With this information in mind, feel free to watch this clip of The Patriot and count all the times Mel Gibson would've been murder-stabbed to death.
Seventeen. Per minute.
2Except for a Few Loyalists, Most Americans Fought for Liberty
Textbooks generally acknowledge the presence of some Loyalists in the Colonies. After all, no matter what your goal is, there's always someone who thinks it's idiotic. Even so, the sentiment for independent America must've been pretty overwhelming. Even allowing for the occasional Benedict Arnold, colonists crazy enough to continue supporting the king despite all the taxes and shit were surely just a ridiculous minority. Right?
Yep. Benedict Arnold was the only one. Suck it, history!
Wrong! In fact, the numbers of Colonial and Loyalist supporters were almost even.

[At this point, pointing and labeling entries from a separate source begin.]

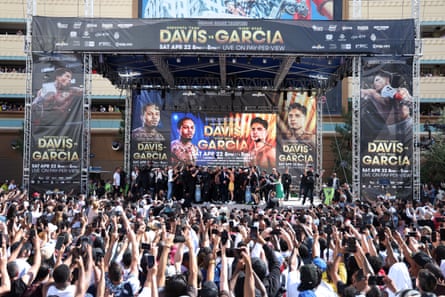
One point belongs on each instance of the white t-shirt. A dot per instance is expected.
(69, 291)
(116, 179)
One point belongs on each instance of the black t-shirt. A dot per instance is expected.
(18, 287)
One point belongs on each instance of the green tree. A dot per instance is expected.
(433, 161)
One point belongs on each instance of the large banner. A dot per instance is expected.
(227, 35)
(57, 118)
(231, 139)
(297, 129)
(150, 132)
(386, 126)
(234, 130)
(274, 9)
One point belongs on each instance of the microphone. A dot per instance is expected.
(392, 93)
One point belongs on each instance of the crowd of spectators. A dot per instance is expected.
(125, 243)
(12, 69)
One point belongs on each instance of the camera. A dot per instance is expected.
(351, 246)
(377, 280)
(233, 253)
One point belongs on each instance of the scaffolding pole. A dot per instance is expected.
(415, 6)
(319, 146)
(30, 11)
(356, 176)
(127, 132)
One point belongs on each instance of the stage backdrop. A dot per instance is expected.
(275, 9)
(57, 117)
(218, 130)
(386, 128)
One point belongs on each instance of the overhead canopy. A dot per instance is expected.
(222, 54)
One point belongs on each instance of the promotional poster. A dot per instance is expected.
(150, 138)
(232, 140)
(297, 128)
(386, 124)
(242, 129)
(57, 123)
(275, 9)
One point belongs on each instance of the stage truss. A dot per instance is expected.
(279, 82)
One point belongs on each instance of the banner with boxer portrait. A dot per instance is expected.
(386, 128)
(56, 123)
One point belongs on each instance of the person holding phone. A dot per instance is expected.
(19, 279)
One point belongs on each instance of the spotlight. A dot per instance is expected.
(116, 145)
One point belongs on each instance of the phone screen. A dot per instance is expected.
(59, 242)
(253, 232)
(150, 261)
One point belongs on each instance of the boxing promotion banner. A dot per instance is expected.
(57, 118)
(165, 133)
(386, 128)
(231, 35)
(275, 9)
(216, 139)
(297, 128)
(150, 131)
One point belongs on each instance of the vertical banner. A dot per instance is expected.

The Revolutionary War was every bit as much of a civil war as, well the Civil War. If anything, there was a better chance for brother to be pitted against brother, because unlike the actual Civil War, your side in the conflict didn't depend on what part of the country you lived in. With the Loyalist and Patriot factions, a single street was fully equipped to have a civil war all its own.
It was like WWE's Royal Rumble, except with less genital outlines on the outfits.

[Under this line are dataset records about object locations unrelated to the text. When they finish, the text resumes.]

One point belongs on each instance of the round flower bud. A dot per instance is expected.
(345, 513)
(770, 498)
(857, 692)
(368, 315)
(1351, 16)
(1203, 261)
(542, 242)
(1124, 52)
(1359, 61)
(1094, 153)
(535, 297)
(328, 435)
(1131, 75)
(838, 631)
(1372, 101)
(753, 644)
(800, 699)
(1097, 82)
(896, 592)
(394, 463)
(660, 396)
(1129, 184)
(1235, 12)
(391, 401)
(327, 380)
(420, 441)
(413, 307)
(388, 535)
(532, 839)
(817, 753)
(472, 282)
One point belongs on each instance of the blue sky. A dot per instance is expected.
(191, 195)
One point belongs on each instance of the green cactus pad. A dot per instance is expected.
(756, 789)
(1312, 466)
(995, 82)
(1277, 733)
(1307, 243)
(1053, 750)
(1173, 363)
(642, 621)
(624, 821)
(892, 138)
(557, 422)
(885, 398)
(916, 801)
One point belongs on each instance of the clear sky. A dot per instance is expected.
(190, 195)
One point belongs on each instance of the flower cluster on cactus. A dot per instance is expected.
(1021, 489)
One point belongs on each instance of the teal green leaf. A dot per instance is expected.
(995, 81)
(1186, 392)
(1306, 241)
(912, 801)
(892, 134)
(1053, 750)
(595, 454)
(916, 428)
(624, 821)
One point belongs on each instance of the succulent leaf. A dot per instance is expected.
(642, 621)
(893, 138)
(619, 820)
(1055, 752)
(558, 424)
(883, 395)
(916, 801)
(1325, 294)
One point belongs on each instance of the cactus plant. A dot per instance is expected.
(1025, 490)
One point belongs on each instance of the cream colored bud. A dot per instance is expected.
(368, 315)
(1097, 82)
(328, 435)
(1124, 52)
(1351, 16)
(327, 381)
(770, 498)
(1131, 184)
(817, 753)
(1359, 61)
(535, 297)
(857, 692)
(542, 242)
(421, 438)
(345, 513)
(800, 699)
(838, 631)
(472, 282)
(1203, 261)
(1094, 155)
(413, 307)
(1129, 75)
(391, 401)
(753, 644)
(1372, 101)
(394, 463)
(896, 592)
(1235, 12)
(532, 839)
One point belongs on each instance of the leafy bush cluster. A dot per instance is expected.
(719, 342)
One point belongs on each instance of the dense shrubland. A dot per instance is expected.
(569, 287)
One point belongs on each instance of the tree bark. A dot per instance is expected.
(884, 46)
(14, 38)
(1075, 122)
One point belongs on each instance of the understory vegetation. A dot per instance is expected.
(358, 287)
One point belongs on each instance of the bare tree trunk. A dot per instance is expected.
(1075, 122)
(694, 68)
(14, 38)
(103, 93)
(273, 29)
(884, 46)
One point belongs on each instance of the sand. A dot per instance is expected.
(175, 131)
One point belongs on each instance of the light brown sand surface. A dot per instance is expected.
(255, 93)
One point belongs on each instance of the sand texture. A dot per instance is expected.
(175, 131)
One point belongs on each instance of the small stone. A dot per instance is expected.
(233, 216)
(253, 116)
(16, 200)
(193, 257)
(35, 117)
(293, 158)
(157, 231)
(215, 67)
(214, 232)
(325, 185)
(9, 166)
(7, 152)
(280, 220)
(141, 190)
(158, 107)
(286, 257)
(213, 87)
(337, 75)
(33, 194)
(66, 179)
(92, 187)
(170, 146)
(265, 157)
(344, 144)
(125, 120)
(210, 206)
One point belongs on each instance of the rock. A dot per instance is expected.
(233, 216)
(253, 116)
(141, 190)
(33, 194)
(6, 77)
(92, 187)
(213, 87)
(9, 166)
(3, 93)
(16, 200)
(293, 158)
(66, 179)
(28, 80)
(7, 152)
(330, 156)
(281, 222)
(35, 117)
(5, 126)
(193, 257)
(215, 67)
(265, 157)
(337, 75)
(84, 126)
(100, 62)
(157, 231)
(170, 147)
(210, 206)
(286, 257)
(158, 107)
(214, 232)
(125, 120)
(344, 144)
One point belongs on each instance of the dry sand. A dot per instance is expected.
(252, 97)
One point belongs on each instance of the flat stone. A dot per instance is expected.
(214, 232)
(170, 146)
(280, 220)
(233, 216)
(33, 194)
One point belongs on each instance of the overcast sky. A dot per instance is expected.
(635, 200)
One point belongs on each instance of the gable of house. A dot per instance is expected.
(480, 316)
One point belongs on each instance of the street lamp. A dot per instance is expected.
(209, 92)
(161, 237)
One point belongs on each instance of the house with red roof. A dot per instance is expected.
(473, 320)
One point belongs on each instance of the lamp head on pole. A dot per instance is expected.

In fact, there were not two but three sides: about a third of Americans fought for independence, another third opted for the king's side, and the remaining third didn't give a rat's ass as long as they survived with all appendages intact. Although recent research has revised the figures slightly in favor of the Patriots, that still leaves them in the minority. Yes, Patriots were a minority in America.
Incidentally, these power dynamics also tear down the traditional "Americans were the good guys, save for a few rotten apples" view of the Patriot/Loyalist relationship. Once you realize that back then literally anyone could be the enemy, the Revolutionary War is revealed as the all-out blood feud it actually was. "Good guys" were scarce, and Patriots dealt out at least as much dickitry as they received: Apart from the usual wartime horrors, after the war, at least 60,000 men, women, and children were forcibly cast out of the newly minted nation as refugees.
Meanwhile, Britain was busy trying to help its exiled supporters and, oh yeah, freeing the thousands of African-(ex-)Americans who had supported the losing side.
"Stay a slave, or get used to British cooking ... that's one hell of a choice."